Rule of thumb: Use cache when the lineage of your RDD branches out or when an RDD is used multiple times like in a loop.
Do we need to call "cache" or "persist" explicitly to store the RDD data into memory?
Yes, only if needed.
The RDD data stored in a distributed way in the memory by default?
No!
And these are the reasons why :
Spark supports two types of shared variables: broadcast variables, which can be used to cache a value in memory on all nodes, and accumulators, which are variables that are only “added” to, such as counters and sums.
RDDs support two types of operations: transformations, which create a new dataset from an existing one, and actions, which return a value to the driver program after running a computation on the dataset. For example, map is a transformation that passes each dataset element through a function and returns a new RDD representing the results. On the other hand, reduce is an action that aggregates all the elements of the RDD using some function and returns the final result to the driver program (although there is also a parallel reduceByKey that returns a distributed dataset).
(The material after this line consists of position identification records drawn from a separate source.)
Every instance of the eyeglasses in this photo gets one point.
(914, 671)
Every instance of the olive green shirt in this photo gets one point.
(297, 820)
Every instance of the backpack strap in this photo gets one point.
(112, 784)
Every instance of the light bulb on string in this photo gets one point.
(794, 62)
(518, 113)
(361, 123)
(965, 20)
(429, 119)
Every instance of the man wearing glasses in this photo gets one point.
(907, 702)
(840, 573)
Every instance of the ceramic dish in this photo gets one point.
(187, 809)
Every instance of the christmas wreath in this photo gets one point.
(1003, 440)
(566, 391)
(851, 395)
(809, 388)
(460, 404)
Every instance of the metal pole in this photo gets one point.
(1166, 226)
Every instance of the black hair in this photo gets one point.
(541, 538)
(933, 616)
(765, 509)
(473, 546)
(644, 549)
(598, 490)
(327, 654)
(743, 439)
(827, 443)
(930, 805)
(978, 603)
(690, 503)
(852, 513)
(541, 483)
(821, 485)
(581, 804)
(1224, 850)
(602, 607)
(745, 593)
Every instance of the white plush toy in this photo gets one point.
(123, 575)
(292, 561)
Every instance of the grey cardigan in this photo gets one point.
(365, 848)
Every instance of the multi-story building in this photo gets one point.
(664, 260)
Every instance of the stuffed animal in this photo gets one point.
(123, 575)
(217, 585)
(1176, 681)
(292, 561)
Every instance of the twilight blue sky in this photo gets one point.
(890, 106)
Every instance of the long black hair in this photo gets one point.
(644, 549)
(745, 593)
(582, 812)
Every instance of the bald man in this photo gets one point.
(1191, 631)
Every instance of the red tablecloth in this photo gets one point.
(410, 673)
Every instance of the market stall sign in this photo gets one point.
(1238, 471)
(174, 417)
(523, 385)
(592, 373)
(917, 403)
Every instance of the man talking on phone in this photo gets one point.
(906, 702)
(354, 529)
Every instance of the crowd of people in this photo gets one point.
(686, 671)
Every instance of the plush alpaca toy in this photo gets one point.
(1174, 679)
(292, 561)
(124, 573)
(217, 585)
All transformations in Spark are lazy, in that they do not compute their results right away. Instead, they just remember the transformations applied to some base dataset (e.g. a file). The transformations are only computed when an action requires a result to be returned to the driver program. This design enables Spark to run more efficiently – for example, we can realize that a dataset created through map will be used in a reduce and return only the result of the reduce to the driver, rather than the larger mapped dataset.
By default, each transformed RDD may be recomputed each time you run an action on it. However, you may also persist an RDD in memory using the persist (or cache) method, in which case Spark will keep the elements around on the cluster for much faster access the next time you query it. There is also support for persisting RDDs on disk, or replicated across multiple nodes.
For more details please check the Spark programming guide.
Below are the three situations you should cache your RDDs:
using an RDD many times
performing multiple actions on the same RDD
for long chains of (or very expensive) transformations
Adding another reason to add (or temporarily add) cache method call.
for debug memory issues
with cache method, spark will give debugging informations regarding the size of the RDD. so in the spark integrated UI, you will get RDD memory consumption info. and this proved very helpful diagnosing memory issues.